By all accounts, Naomi (Gunn) is one of the more successful investment bankers on Wall Street.  Over time, she has built a great career and her company has won the right to underwrite some major Initial Public Offerings of many start-up companies around the country.  So why is she unhappy?  Naomi is also an ambitious person and despite her many successes, there have been some sizable disappointments along the way, too.  Recently, one company’s historic IPO was underwritten by one of Naomi’s competitors, which has resulted in her being passed-over for what she felt was a long overdue promotion. 

An opportunity for redemption becomes available when a San Francisco-based technology company is seeking their own IPO and meets with Naomi to see what kind of evaluation they can get in their opening stock price.  Soon, it becomes apparent that she will have to put in an extra effort in order to win them over; that’s where her assistant Erin (Sarah Megan Thomas) comes in.  The company’s CEO seems to have genuinely hit it off with Erin so Naomi does nothing to discourage this if it means they will win the account.  The only problem with this arrangement is Erin feels that Naomi has been intentionally holding her back in her career; now, this may be a chance for Erin to strike out on her own. 

Further complications develop when Naomi runs into Samantha (Alysia Reiner), an ex-schoolmate, who now works as a prosecutor in New York City.  When Samantha tries to re-connect, Naomi understandably believes that she’s interested in resuming their friendship; however, it soon becomes evident that Samantha has a different agenda – she’s trying to build a case against Michael (James Purefoy), Naomi’s boyfriend, whom she suspects of actively participating in various insider trading schemes.  Eventually, Naomi gets word that negative publicity about the company is being leaked by a disgruntled former employee.  Will this threaten the IPO and effectively ruin Naomi’s career or can something be done to somehow offset the misgivings investors may have?


It would be a facile review to describe “Equity” as a distaff version of “Wolf Of Wall Street”, especially because the two stories are so very different although they both center on the theme of Wall Street greed run rampant.  Also, “Equity” is in no way comedic and certainly doesn’t present Wall Street work as an enviable career choice.  What it does, however, is deftly deal with two themes simultaneously; not only is there the greed issue, but also the question about women’s role in it and exactly where and how they fit in the grand scheme. 

“Equity” is replete with good performances, led by Anna Gunn, whom “Breaking Bad” fans will delight in seeing this actress get her well-deserved time in the spotlight.  In a small but equally effective role is Lee Tergesen, whom “Oz” devotees will recall from that acclaimed HBO television show; here, Tergesen plays Naomi’s boss, who appears to be her nemesis, but is actually less her opponent than some other people who are much closer to her.  They effectively make the case that when you work in such a highly competitive environment, no one is your ally, not even your sisters. 

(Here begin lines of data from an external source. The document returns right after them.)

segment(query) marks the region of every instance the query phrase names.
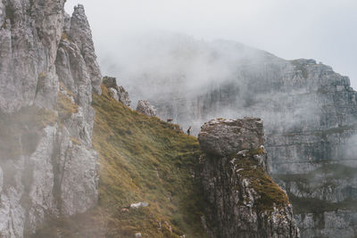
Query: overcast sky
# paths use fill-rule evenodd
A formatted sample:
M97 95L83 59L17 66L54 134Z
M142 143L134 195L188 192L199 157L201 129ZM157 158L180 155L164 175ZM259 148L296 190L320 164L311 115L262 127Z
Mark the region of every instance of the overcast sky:
M85 5L99 60L116 38L170 30L312 58L357 89L357 0L68 0L67 12L77 4Z

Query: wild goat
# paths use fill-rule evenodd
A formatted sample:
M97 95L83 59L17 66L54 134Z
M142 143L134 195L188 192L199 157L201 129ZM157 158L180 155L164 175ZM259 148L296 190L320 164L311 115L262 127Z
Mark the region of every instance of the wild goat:
M191 135L191 127L189 127L188 129L187 129L187 135Z

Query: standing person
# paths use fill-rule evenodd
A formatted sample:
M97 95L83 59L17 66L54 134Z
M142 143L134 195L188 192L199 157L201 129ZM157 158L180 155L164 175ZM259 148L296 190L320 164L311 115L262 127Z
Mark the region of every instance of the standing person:
M191 135L191 127L189 127L188 129L187 129L187 135Z

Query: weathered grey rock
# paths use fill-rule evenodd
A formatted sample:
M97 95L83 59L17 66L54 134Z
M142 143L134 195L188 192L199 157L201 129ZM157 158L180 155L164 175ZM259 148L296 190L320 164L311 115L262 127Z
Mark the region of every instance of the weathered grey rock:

One criticism of “Equity” is its screenplay, which is a bit muddled; the direction also contributes to the confusion in the way its story is told.  Basically, the problem is that there are so many characters with so many subplots combined with different motivations for their actions, it can at times be difficult to follow why certain characters are doing what they are doing.  This results in one of those movies whose story you can only piece together once the film is concluded – not necessarily an insurmountable problem, but by doing so, the filmmakers are risking losing the audience well before the film’s conclusion.